I never believed that either, until I began a sexual relationship with the hottest neighbor I’d ever seen. She and I would enjoy long afternoons spent fucking and sipping on tequila poured over frozen strawberries. She was incredible. Sexier than anyone I’d ever seen, including all the hottest celebrities you can name… and then one day she wasn’t. She was just another person. She remained sexy, but no longer impossibly so. Our relationship deepened but never again was she as sexy as she was those first months. It happens. What was once exotic and coveted becomes familiar.
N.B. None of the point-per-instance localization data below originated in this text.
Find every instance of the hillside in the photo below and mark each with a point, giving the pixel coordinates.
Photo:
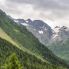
(27, 60)
(22, 40)
(61, 49)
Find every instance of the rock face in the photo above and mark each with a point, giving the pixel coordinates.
(44, 32)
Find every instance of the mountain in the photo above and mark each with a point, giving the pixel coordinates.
(38, 28)
(60, 33)
(55, 39)
(15, 38)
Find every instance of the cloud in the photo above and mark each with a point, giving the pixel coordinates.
(44, 4)
(55, 12)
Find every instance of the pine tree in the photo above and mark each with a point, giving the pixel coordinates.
(12, 63)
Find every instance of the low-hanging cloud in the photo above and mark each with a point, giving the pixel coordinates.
(55, 10)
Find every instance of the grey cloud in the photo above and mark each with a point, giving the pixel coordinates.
(44, 4)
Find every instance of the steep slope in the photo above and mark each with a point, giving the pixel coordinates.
(61, 49)
(27, 60)
(38, 28)
(25, 40)
(60, 42)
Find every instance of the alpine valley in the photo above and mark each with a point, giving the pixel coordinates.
(27, 44)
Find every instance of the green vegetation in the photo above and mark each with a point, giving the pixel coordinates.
(29, 52)
(61, 49)
(27, 61)
(12, 63)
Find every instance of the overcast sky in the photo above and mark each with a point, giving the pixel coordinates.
(54, 12)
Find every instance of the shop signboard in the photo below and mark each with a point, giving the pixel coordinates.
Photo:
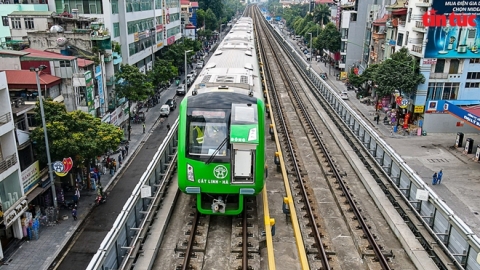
(418, 109)
(89, 86)
(462, 114)
(99, 78)
(61, 168)
(170, 40)
(452, 29)
(429, 61)
(31, 176)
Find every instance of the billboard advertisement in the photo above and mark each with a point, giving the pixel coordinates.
(453, 29)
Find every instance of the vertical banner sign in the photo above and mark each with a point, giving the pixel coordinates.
(452, 29)
(89, 83)
(99, 78)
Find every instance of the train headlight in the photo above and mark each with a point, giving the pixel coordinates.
(190, 174)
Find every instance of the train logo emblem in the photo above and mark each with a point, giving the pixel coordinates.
(220, 171)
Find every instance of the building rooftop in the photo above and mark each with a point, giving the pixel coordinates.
(31, 13)
(26, 79)
(381, 21)
(44, 55)
(84, 62)
(13, 52)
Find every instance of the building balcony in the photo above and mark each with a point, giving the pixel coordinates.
(423, 3)
(419, 27)
(8, 162)
(5, 119)
(108, 58)
(378, 36)
(110, 80)
(416, 51)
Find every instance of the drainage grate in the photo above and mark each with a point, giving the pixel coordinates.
(437, 160)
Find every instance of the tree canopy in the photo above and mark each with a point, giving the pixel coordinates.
(75, 134)
(401, 73)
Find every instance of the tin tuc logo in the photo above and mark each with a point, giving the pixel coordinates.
(453, 19)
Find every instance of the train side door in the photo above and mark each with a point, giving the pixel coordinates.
(244, 141)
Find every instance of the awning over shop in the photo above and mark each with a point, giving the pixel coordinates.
(35, 192)
(469, 113)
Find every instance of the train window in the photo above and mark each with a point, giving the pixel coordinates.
(244, 114)
(206, 137)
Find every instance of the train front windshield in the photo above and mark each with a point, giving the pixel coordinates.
(207, 134)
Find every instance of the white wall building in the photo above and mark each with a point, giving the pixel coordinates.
(141, 27)
(13, 202)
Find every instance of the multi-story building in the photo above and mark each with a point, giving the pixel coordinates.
(9, 6)
(355, 34)
(141, 27)
(447, 54)
(12, 198)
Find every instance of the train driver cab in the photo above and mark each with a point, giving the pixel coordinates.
(207, 134)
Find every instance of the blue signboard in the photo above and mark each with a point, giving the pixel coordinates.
(451, 32)
(463, 114)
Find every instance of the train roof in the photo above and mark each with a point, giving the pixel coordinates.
(234, 63)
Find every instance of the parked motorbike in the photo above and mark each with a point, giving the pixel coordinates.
(100, 200)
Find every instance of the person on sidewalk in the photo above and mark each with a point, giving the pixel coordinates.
(439, 177)
(74, 213)
(120, 160)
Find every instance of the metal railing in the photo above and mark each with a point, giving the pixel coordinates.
(4, 119)
(451, 233)
(8, 162)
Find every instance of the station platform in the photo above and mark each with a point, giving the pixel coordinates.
(426, 155)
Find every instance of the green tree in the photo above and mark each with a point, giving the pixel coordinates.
(331, 36)
(401, 73)
(163, 70)
(75, 134)
(211, 21)
(321, 14)
(133, 85)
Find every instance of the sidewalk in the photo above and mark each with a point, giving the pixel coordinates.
(426, 155)
(39, 254)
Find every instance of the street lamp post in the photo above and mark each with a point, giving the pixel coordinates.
(49, 160)
(311, 53)
(186, 83)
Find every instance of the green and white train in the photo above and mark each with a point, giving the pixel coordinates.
(221, 145)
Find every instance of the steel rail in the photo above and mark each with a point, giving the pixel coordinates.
(317, 235)
(191, 239)
(371, 239)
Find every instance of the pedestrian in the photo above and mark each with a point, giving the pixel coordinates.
(435, 178)
(119, 160)
(114, 163)
(439, 177)
(76, 197)
(74, 213)
(111, 169)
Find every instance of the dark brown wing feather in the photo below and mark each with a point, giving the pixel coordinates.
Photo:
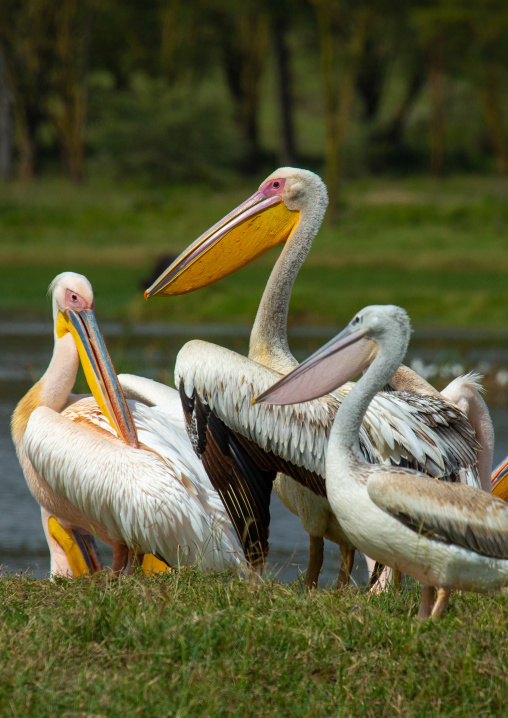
(244, 487)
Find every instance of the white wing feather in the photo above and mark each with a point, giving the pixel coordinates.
(157, 498)
(397, 424)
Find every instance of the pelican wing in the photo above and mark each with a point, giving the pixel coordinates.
(156, 498)
(244, 487)
(453, 514)
(427, 429)
(400, 428)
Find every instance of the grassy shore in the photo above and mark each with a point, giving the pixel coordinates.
(192, 645)
(438, 248)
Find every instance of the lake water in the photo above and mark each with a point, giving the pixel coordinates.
(25, 350)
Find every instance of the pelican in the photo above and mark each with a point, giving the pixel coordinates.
(446, 536)
(288, 208)
(500, 480)
(122, 472)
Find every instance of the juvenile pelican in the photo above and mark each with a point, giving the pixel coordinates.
(446, 536)
(288, 208)
(129, 477)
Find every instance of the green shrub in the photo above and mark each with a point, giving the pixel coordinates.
(161, 134)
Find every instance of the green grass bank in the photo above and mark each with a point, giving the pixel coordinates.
(192, 645)
(438, 248)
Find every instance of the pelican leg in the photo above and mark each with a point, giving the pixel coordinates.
(380, 576)
(346, 566)
(135, 561)
(120, 558)
(73, 550)
(316, 552)
(428, 595)
(443, 599)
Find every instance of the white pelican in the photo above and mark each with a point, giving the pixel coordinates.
(446, 536)
(500, 480)
(289, 207)
(130, 478)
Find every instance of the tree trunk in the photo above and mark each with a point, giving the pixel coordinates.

So rather than chase novelty, look for things, people and places that offer a deeper connection, because one day that surface appeal will disappear like spring blossoms in the approaching heat of summer.
So… there you go, a handful of delightfully odd life lessons, the sort you learn when you’re naked in public. Now, I don’t recommend you run around naked in public (okay, I do but you have to be smart about it) because it’s totally illegal and if the police catch you, you can be labelled a sex offender and will have to register your new location whenever you move, for the rest of your life, and it makes it hard to get a good job, etc. You don’t want that.
Personally, I’ve always been willing to take risks to have the fun I want. I can’t help it, I’m kinda weird. I like blood sports like boxing. And I love old feminist folk tunes like Ani DiFranco’s songs “Blood In The Boardroom.” I wrote this so you might benefit from my little peculiarities without having to learn all these same lessons yourself. But who knows, maybe some public nudity would be good for you. I don’t know. All I know is we are all beautiful little paradoxes, even more so when we’re naked.